I cannot pinpoint which variable is incorrect in building architecture:
def weight_variable(shape):
initial = tf.truncated_normal(shape, stddev=0.1)
return tf.Variable(initial)
def bias_variable(shape):
initial = tf.constant(0.0, shape=shape)
return tf.Variable(initial)
def lstm(x, weight, bias, n_steps, n_classes):
cell = rnn_cell.LSTMCell(cfg.n_hidden_cells_in_layer, state_is_tuple=True)
multi_layer_cell = tf.nn.rnn_cell.MultiRNNCell([cell] * 2)
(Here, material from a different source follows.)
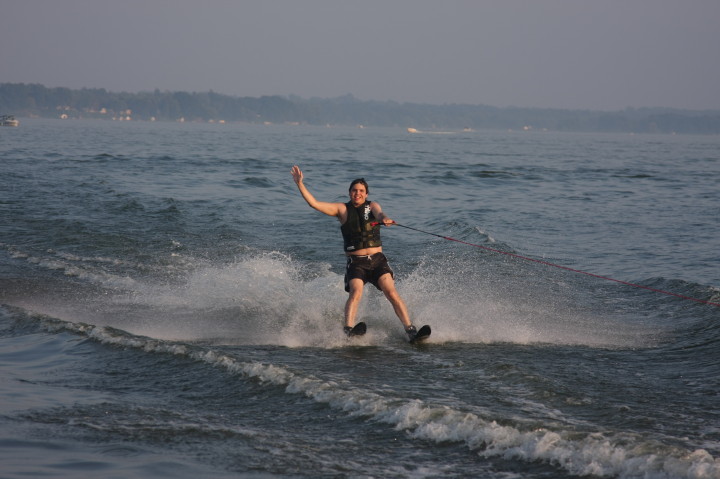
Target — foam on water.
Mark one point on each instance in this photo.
(271, 298)
(605, 454)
# FIXME : ERROR binding x to LSTM as it is
output, state = tf.nn.dynamic_rnn(multi_layer_cell, x, dtype=tf.float32)
output_flattened = tf.reshape(output, [-1, cfg.n_hidden_cells_in_layer])
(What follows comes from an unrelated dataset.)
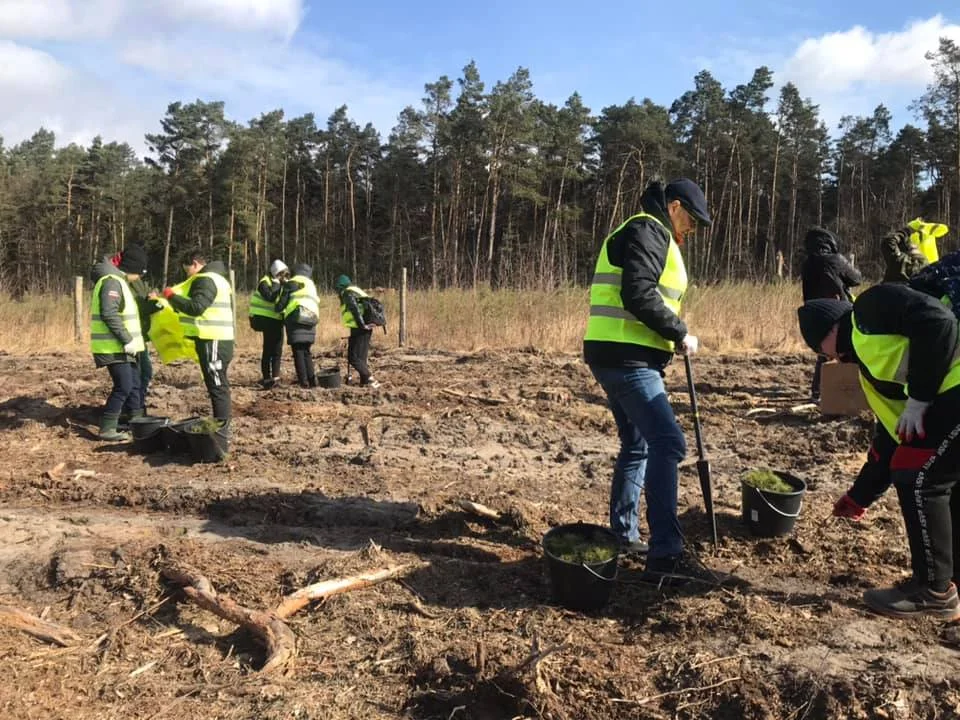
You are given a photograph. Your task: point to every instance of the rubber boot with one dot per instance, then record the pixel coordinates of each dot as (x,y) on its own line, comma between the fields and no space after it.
(108,429)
output_logits = tf.add(tf.matmul(output_flattened, weight), bias)
output_all = tf.nn.sigmoid(output_logits)
output_reshaped = tf.reshape(output_all, [-1, n_steps, n_classes])
# ??? switch batch size with sequence size. ???
# then gather last time step values
output_last = tf.gather(tf.transpose(output_reshaped, [1, 0, 2]), n_steps - 1)
return output_last, output_all
These are my placeholders, loss function and all that jazz:
x_test, y_test = load_multiple_vector_files(test_filepaths)
x_valid, y_valid = load_multiple_vector_files(valid_filepaths)
n_input, n_steps, n_classes = get_input_target_lengths(check_print=False)
# FIXME n_input should be the problem
x = tf.placeholder("float", [None, n_steps, n_input])
y = tf.placeholder("float", [None, n_classes])
y_steps = tf.placeholder("float", [None, n_classes])
weight = weight_variable([cfg.n_hidden_layers, n_classes])
bias = bias_variable([n_classes])
y_last, y_all = lstm(x, weight, bias, n_steps, n_classes)
#all_steps_cost=tf.reduce_mean(-tf.reduce_mean((y_steps * tf.log(y_all))+(1 - y_steps) * tf.log(1 - y_all),reduction_indices=1))
all_steps_cost = -tf.reduce_mean((y_steps * tf.log(y_all)) + (1 - y_steps) * tf.log(1 - y_all))
last_step_cost = -tf.reduce_mean((y * tf.log(y_last)) + ((1 - y) * tf.log(1 - y_last)))
loss_function = (cfg.alpha * all_steps_cost) + ((1 - cfg.alpha) * last_step_cost)
optimizer = tf.train.AdamOptimizer(learning_rate=cfg.learning_rate).minimize(loss_function)
I am pretty sure it is my X placeholder that is causing the problem, resulting in layers and their matrices dimensions not matching. The constant which the linked example is using is rather tough to see what it actually stands for.
Can anyone help me out here? :)
I have made an "educated guess" on the mismatching dimensions.
One is 2*hidden_width, so hidden getting new input + its old recurrent input. The mismatching dimension, however, is input_width + hidden_width, like it was trying to set recurrency for width of hidden layer to the input layer.
I figured out I am incorrectly setting the weight variable, using the constant for n_hidden_layers(number of hidden layers) instead of n_hidden_cells_in_layer(number of layers).